Version 4.0.0

Added

• #396: add access control list (see https://docs.dadi.cloud/api/4.0#authorisation-and-permissions)
• #449: remove /config endpoints

Changed

• #438: make CORS enabled by default
• #447: adds an additional content type check when determining if the current request should be parsed by the JSON parsing middleware

BREAKING CHANGES

Access control list

The main change from version 3 to 4 is the introduction of the access control list. It's technically a breaking change, since any clients without {"accessType": "admin"} will lose access to everything by default. They need to be assigned permissions for the individual resources they should be able to access, either directly or via roles.
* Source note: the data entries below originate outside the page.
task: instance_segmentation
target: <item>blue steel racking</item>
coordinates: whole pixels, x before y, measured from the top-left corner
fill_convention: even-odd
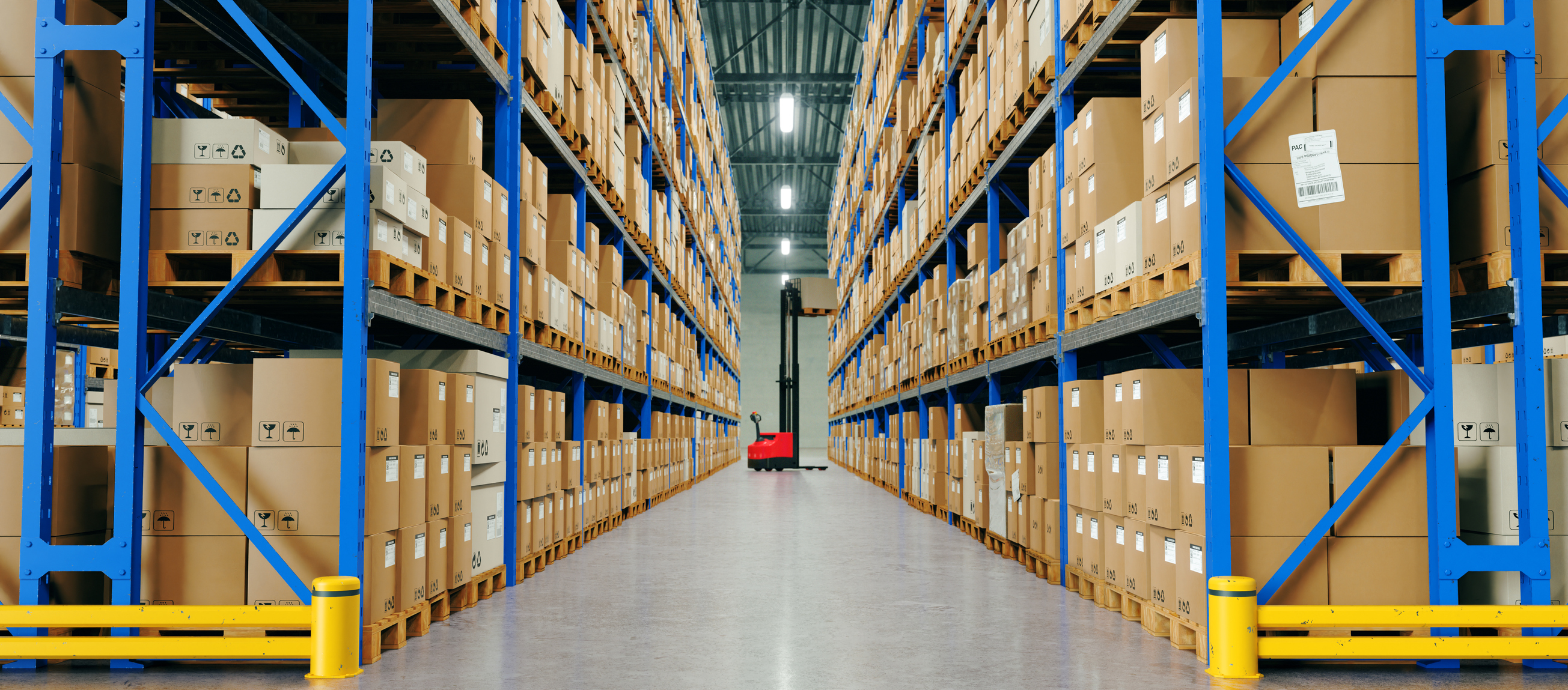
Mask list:
[[[138,604],[141,574],[141,470],[144,447],[143,419],[177,452],[185,466],[198,477],[205,489],[229,513],[230,519],[246,533],[251,543],[273,565],[284,580],[298,593],[301,602],[309,602],[309,590],[289,565],[268,546],[256,527],[246,519],[241,507],[224,492],[212,474],[202,467],[201,461],[171,431],[169,425],[158,416],[146,398],[152,384],[168,373],[174,362],[205,362],[248,361],[243,353],[224,350],[229,342],[248,343],[259,348],[290,350],[290,348],[326,348],[342,350],[343,373],[343,416],[342,416],[342,455],[339,464],[340,481],[340,513],[339,533],[364,533],[364,409],[365,409],[365,359],[373,343],[372,320],[379,317],[392,321],[401,329],[416,332],[403,345],[405,348],[428,347],[437,337],[450,339],[467,347],[502,353],[508,358],[508,389],[506,389],[506,505],[516,505],[517,477],[517,378],[522,365],[532,367],[532,375],[555,370],[564,373],[564,384],[572,398],[572,439],[583,438],[583,409],[590,395],[607,398],[616,403],[638,403],[627,400],[640,397],[637,409],[638,430],[641,438],[651,436],[652,412],[655,409],[710,419],[720,423],[723,436],[735,436],[737,419],[721,409],[709,408],[681,395],[663,392],[651,383],[638,384],[621,375],[586,365],[580,359],[569,358],[555,350],[522,340],[517,318],[510,320],[510,331],[505,334],[480,328],[431,307],[417,306],[406,300],[392,298],[386,293],[370,290],[368,285],[368,174],[370,174],[370,121],[373,102],[378,97],[378,82],[373,61],[372,44],[375,39],[373,2],[345,2],[347,11],[347,44],[348,64],[339,69],[320,52],[295,34],[276,16],[268,13],[260,3],[252,0],[218,0],[223,13],[212,13],[199,3],[172,0],[169,5],[187,14],[202,28],[215,33],[240,56],[248,58],[254,66],[289,88],[290,125],[325,125],[339,141],[345,144],[347,155],[331,172],[323,177],[312,194],[299,209],[290,213],[282,229],[271,235],[265,246],[259,248],[254,257],[241,268],[235,278],[209,303],[182,300],[169,295],[147,292],[147,243],[149,243],[149,193],[151,193],[151,138],[152,118],[160,116],[191,118],[199,116],[199,108],[191,102],[172,96],[172,83],[165,83],[154,75],[154,28],[157,25],[155,0],[127,0],[127,17],[114,25],[66,25],[64,0],[38,0],[36,28],[36,82],[34,82],[34,124],[30,124],[17,108],[0,97],[0,114],[11,127],[16,127],[33,144],[33,160],[11,180],[0,187],[0,205],[11,202],[24,185],[31,182],[31,227],[47,227],[50,232],[33,232],[28,242],[31,257],[49,257],[49,260],[30,260],[27,268],[28,284],[33,285],[27,296],[25,332],[22,325],[13,317],[0,318],[0,331],[13,339],[27,339],[27,356],[31,362],[52,362],[56,343],[64,340],[77,345],[114,347],[121,353],[121,380],[116,400],[110,405],[118,408],[119,423],[114,430],[71,430],[74,439],[82,444],[110,445],[116,448],[114,463],[114,496],[111,514],[111,538],[102,546],[55,546],[50,544],[50,510],[53,477],[53,445],[55,445],[55,376],[52,367],[34,365],[31,376],[27,376],[25,416],[28,425],[22,430],[24,445],[24,491],[22,491],[22,539],[20,539],[20,596],[13,604],[47,604],[47,576],[50,572],[88,571],[102,572],[111,583],[110,604]],[[521,143],[522,136],[543,140],[544,146],[536,152],[544,157],[552,171],[566,172],[571,179],[571,191],[577,196],[579,237],[590,218],[605,227],[602,243],[613,245],[626,256],[627,276],[630,279],[644,278],[649,284],[649,303],[662,300],[681,320],[698,334],[698,347],[702,364],[715,362],[723,375],[739,380],[732,362],[712,345],[712,337],[693,317],[691,309],[674,293],[671,282],[662,276],[652,257],[638,249],[629,240],[626,227],[616,218],[610,204],[593,187],[588,171],[580,165],[566,143],[557,135],[546,114],[524,93],[521,56],[521,5],[502,3],[499,16],[499,41],[506,50],[506,64],[492,60],[489,50],[474,33],[466,20],[458,14],[453,3],[447,0],[428,0],[431,9],[441,16],[452,38],[474,55],[477,63],[470,72],[483,74],[488,83],[494,85],[495,110],[495,152],[494,169],[497,182],[506,190],[517,190],[521,174]],[[568,22],[579,41],[588,39],[591,27],[586,24],[588,2],[575,3],[575,22]],[[646,22],[651,16],[641,13]],[[597,13],[593,19],[601,33],[602,20]],[[227,22],[232,22],[229,25]],[[433,31],[442,31],[441,27]],[[649,31],[657,34],[657,31]],[[279,45],[282,50],[279,50]],[[61,287],[60,273],[60,166],[61,166],[61,132],[63,132],[63,52],[64,50],[113,50],[125,60],[124,77],[124,183],[121,198],[121,293],[118,298],[91,293],[78,289]],[[295,69],[284,52],[304,63]],[[619,64],[616,63],[616,69]],[[387,75],[383,78],[395,78]],[[668,80],[668,75],[666,75]],[[334,113],[325,105],[317,88],[323,82],[337,86],[345,96],[345,121],[340,124]],[[621,83],[626,83],[624,74]],[[630,100],[630,94],[629,94]],[[210,113],[207,114],[210,116]],[[646,122],[638,113],[638,119]],[[47,124],[47,125],[42,125]],[[643,151],[643,179],[654,188],[652,158],[657,147],[651,146],[651,132],[643,125],[643,141],[637,143]],[[649,155],[652,152],[652,155]],[[663,163],[663,162],[660,162]],[[670,169],[665,166],[663,169]],[[339,179],[347,179],[350,196],[361,202],[348,204],[347,248],[345,248],[345,290],[340,331],[304,326],[279,318],[260,317],[226,307],[234,293],[257,270],[262,260],[276,248],[304,216],[304,212],[326,193]],[[665,185],[668,185],[668,179]],[[674,196],[674,194],[671,194]],[[590,207],[588,201],[594,204]],[[517,229],[517,194],[508,194],[511,212],[506,227],[506,242],[511,260],[511,293],[517,293],[521,271],[517,263],[519,229]],[[679,204],[679,201],[676,201]],[[654,212],[649,199],[649,213]],[[702,248],[699,248],[702,249]],[[723,246],[715,248],[723,251]],[[734,314],[732,304],[739,285],[721,289],[717,285],[718,273],[712,259],[701,252],[704,285],[709,285],[702,298],[715,306],[724,304]],[[721,254],[723,256],[723,254]],[[356,287],[358,285],[358,287]],[[66,315],[86,317],[100,323],[118,323],[118,334],[108,336],[100,329],[80,328],[60,323]],[[180,336],[149,336],[147,329],[172,329]],[[735,323],[731,318],[726,329],[732,340]],[[387,343],[376,342],[379,347]],[[394,345],[395,347],[395,345]],[[641,356],[644,370],[652,348],[646,348]],[[80,365],[82,358],[77,358]],[[82,372],[85,373],[85,370]],[[706,375],[706,369],[704,369]],[[82,386],[85,376],[78,373],[77,416],[82,414]],[[593,384],[590,384],[590,381]],[[102,383],[97,384],[100,387]],[[596,389],[597,387],[597,389]],[[75,420],[82,427],[82,420]],[[110,433],[111,431],[111,433]],[[0,434],[14,444],[14,434]],[[691,444],[691,456],[696,447]],[[358,481],[356,481],[358,480]],[[516,521],[505,519],[505,560],[508,582],[519,579],[516,554]],[[339,574],[362,577],[364,539],[354,536],[339,539]],[[14,635],[42,635],[41,629],[11,629]],[[114,629],[114,635],[132,635],[130,629]],[[8,668],[33,668],[39,662],[14,662]],[[116,668],[140,668],[130,660],[111,662]]]
[[[905,0],[913,2],[913,0]],[[993,0],[994,2],[994,0]],[[1301,38],[1301,42],[1283,60],[1273,77],[1264,88],[1250,99],[1234,119],[1225,119],[1221,33],[1214,30],[1221,22],[1220,0],[1198,0],[1198,121],[1200,121],[1200,160],[1225,160],[1225,144],[1245,127],[1248,118],[1258,111],[1259,105],[1275,91],[1290,69],[1312,49],[1333,22],[1352,6],[1352,3],[1374,0],[1342,0],[1330,6],[1316,27]],[[861,365],[861,353],[866,340],[878,332],[881,320],[897,312],[905,303],[905,295],[917,289],[930,278],[930,267],[935,262],[947,263],[949,282],[955,279],[955,256],[963,246],[963,235],[955,232],[958,226],[983,220],[989,232],[988,268],[999,267],[997,246],[1000,243],[999,223],[1007,220],[1002,213],[1000,199],[1019,207],[1018,198],[1002,180],[1004,176],[1016,176],[1018,163],[1013,162],[1029,147],[1030,157],[1052,141],[1062,141],[1066,125],[1077,111],[1074,86],[1090,71],[1090,64],[1101,55],[1112,36],[1121,30],[1124,22],[1137,11],[1140,0],[1124,0],[1104,19],[1093,38],[1082,47],[1076,60],[1063,64],[1065,41],[1055,39],[1055,85],[1040,108],[1019,127],[1018,133],[1007,144],[997,160],[985,171],[983,183],[971,193],[960,209],[947,216],[942,240],[928,252],[916,259],[916,271],[909,279],[895,287],[894,293],[873,312],[873,325],[859,332],[847,354],[829,370],[829,384],[839,381],[840,390],[845,373]],[[1203,401],[1204,417],[1204,455],[1207,459],[1206,483],[1206,568],[1209,576],[1231,574],[1231,514],[1229,514],[1229,430],[1228,430],[1228,386],[1225,376],[1218,373],[1229,369],[1239,359],[1258,358],[1264,367],[1284,367],[1286,350],[1303,351],[1292,358],[1292,365],[1317,367],[1364,361],[1370,370],[1389,370],[1389,359],[1410,373],[1425,398],[1414,406],[1410,417],[1399,427],[1394,436],[1385,444],[1369,466],[1355,478],[1345,492],[1334,500],[1331,508],[1306,536],[1284,565],[1262,583],[1259,602],[1267,602],[1295,568],[1306,558],[1319,538],[1327,535],[1339,514],[1367,486],[1372,477],[1392,456],[1400,439],[1410,436],[1414,427],[1425,420],[1427,448],[1427,522],[1428,522],[1428,572],[1432,604],[1458,604],[1458,579],[1474,571],[1507,571],[1518,572],[1521,582],[1521,599],[1524,604],[1549,604],[1551,563],[1548,554],[1548,511],[1546,505],[1546,469],[1544,469],[1544,389],[1543,389],[1543,337],[1568,334],[1568,318],[1541,317],[1541,263],[1534,237],[1538,226],[1538,193],[1534,177],[1540,180],[1563,202],[1568,202],[1568,187],[1563,185],[1544,165],[1538,162],[1537,147],[1551,132],[1554,132],[1565,116],[1568,116],[1568,99],[1557,104],[1551,114],[1538,125],[1523,121],[1535,113],[1535,85],[1530,69],[1515,69],[1516,64],[1532,64],[1535,52],[1535,0],[1507,0],[1505,24],[1485,27],[1457,27],[1444,19],[1443,0],[1414,0],[1414,33],[1417,42],[1417,108],[1419,108],[1419,151],[1421,151],[1421,251],[1422,251],[1422,289],[1419,293],[1405,293],[1392,298],[1361,303],[1327,270],[1316,252],[1289,227],[1240,169],[1229,163],[1206,165],[1200,169],[1201,194],[1201,254],[1206,257],[1225,256],[1225,213],[1210,213],[1225,207],[1226,179],[1264,212],[1275,229],[1297,249],[1314,268],[1319,278],[1333,290],[1342,309],[1322,314],[1284,318],[1276,323],[1256,325],[1231,331],[1226,306],[1225,263],[1206,260],[1201,263],[1201,278],[1195,290],[1176,293],[1154,304],[1134,309],[1127,314],[1112,317],[1105,321],[1080,328],[1073,332],[1057,332],[1052,340],[1029,347],[1022,351],[1007,354],[999,359],[983,362],[982,367],[947,375],[941,381],[928,386],[916,386],[911,394],[895,392],[891,400],[872,401],[831,416],[829,425],[850,422],[873,422],[873,434],[887,431],[887,414],[898,411],[916,411],[920,419],[920,431],[925,436],[928,405],[946,405],[947,419],[952,420],[952,406],[958,401],[985,398],[996,405],[1018,400],[1016,389],[1030,384],[1049,384],[1079,380],[1080,376],[1099,378],[1143,367],[1185,367],[1185,362],[1200,364],[1204,369]],[[989,6],[989,2],[985,5]],[[1054,25],[1060,25],[1057,16],[1058,5],[1052,3]],[[983,9],[964,27],[964,39],[960,50],[966,50],[969,36],[978,27]],[[924,20],[922,20],[924,27]],[[947,25],[944,31],[956,27]],[[944,45],[952,45],[944,42]],[[1449,202],[1447,202],[1447,124],[1444,99],[1444,58],[1455,50],[1504,50],[1507,61],[1507,107],[1508,107],[1508,187],[1510,187],[1510,242],[1513,281],[1508,287],[1499,287],[1466,295],[1450,295],[1449,274]],[[960,55],[938,55],[944,60],[944,100],[946,116],[942,135],[952,136],[952,122],[956,93],[956,66]],[[920,61],[928,60],[920,55]],[[935,110],[933,116],[935,119]],[[1051,129],[1047,119],[1054,121]],[[931,130],[931,121],[922,132]],[[949,146],[947,151],[952,151]],[[949,157],[950,158],[950,157]],[[911,154],[913,162],[913,154]],[[900,169],[902,179],[911,162]],[[1062,158],[1055,158],[1055,180],[1065,180]],[[952,165],[950,160],[947,163]],[[1024,163],[1027,165],[1027,163]],[[900,185],[900,209],[903,190]],[[985,201],[983,215],[978,204]],[[1060,194],[1057,194],[1057,218],[1060,220]],[[886,210],[884,210],[886,213]],[[974,220],[966,220],[974,216]],[[903,218],[898,218],[902,223]],[[1521,231],[1526,229],[1526,231]],[[859,227],[848,232],[853,242]],[[1060,229],[1058,229],[1060,232]],[[870,245],[870,243],[869,243]],[[845,257],[839,267],[840,274],[850,279],[864,279],[861,267],[866,257]],[[1057,317],[1058,325],[1065,323],[1066,295],[1063,257],[1057,257]],[[840,278],[844,279],[844,278]],[[1156,328],[1171,323],[1192,323],[1196,318],[1200,337],[1195,342],[1167,345]],[[1465,328],[1454,331],[1455,325],[1486,325],[1485,328]],[[840,325],[845,325],[840,321]],[[837,326],[836,326],[837,328]],[[1400,334],[1396,340],[1391,334]],[[1135,340],[1134,340],[1135,339]],[[1129,347],[1137,343],[1137,347]],[[1491,361],[1493,343],[1515,343],[1515,400],[1518,423],[1518,458],[1516,474],[1519,491],[1519,544],[1518,546],[1471,546],[1458,539],[1458,516],[1455,497],[1455,466],[1454,439],[1447,431],[1454,425],[1452,412],[1452,373],[1450,353],[1454,347],[1488,347]],[[1338,350],[1322,350],[1323,345],[1342,343]],[[1096,358],[1093,369],[1080,370],[1082,353],[1094,354],[1094,350],[1118,345],[1112,354]],[[1146,351],[1138,353],[1135,350]],[[1055,364],[1055,375],[1044,372],[1046,362]],[[977,386],[980,380],[983,386]],[[1060,390],[1058,390],[1060,394]],[[1060,411],[1062,400],[1058,400]],[[1058,419],[1058,428],[1062,420]],[[952,428],[947,433],[952,438]],[[1062,441],[1062,439],[1058,439]],[[900,448],[900,491],[903,491],[905,458]],[[1058,458],[1058,477],[1066,474],[1066,444],[1062,444]],[[1062,502],[1058,524],[1066,524],[1066,502]],[[953,518],[950,516],[950,521]],[[1063,532],[1060,554],[1066,561],[1068,538]],[[1554,635],[1557,630],[1527,630],[1534,635]],[[1455,630],[1433,630],[1433,634],[1455,634]],[[1428,668],[1452,668],[1457,662],[1430,660],[1422,662]],[[1555,663],[1538,663],[1526,660],[1526,665],[1540,668],[1560,668]]]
If you don't want to use the new advanced permissions and instead keep your clients with unrestricted access to API resources, make sure to set {"accessType": "admin"} in their database records. API doesn't currently offer a way to change this property via the endpoints, so you'll need to manually make this change in the database.

Removal of write mode on configuration endpoints

Version 4 removes the ability for clients to create, modify and delete collections, custom endpoints or update the main API configuration. The read endpoints were kept – e.g. GET /api/config is valid, but POST /api/config is not.

Other breaking changes

• Requesting a document by ID (e.g. /version/database/collection/doc123456) now returns a 404 if the given ID does not correspond to a valid document, instead of returning a 200 with an empty result set. This behaviour is consistent with the DELETE and PUT verbs.

Version 4.0.0 (RC 3)

v4.0.0-rc3

Version 4.0.0-rc3

Version 4.0.0 (RC 2)

v4.0.0-rc2

chore: version 4.0.0-rc2

Version 4.0.0 (RC 1)

v4.0.0-rc1

chore: bump version

Version 3.2.1

Changed

• #435: Fix issue where filtering Object fields with nested queries would return a 400 error.

Version 3.2.0

Added

Allow DELETE requests to a media collection

Send a DELETE request to a media collection endpoint, specifying a document's _id property in the URL.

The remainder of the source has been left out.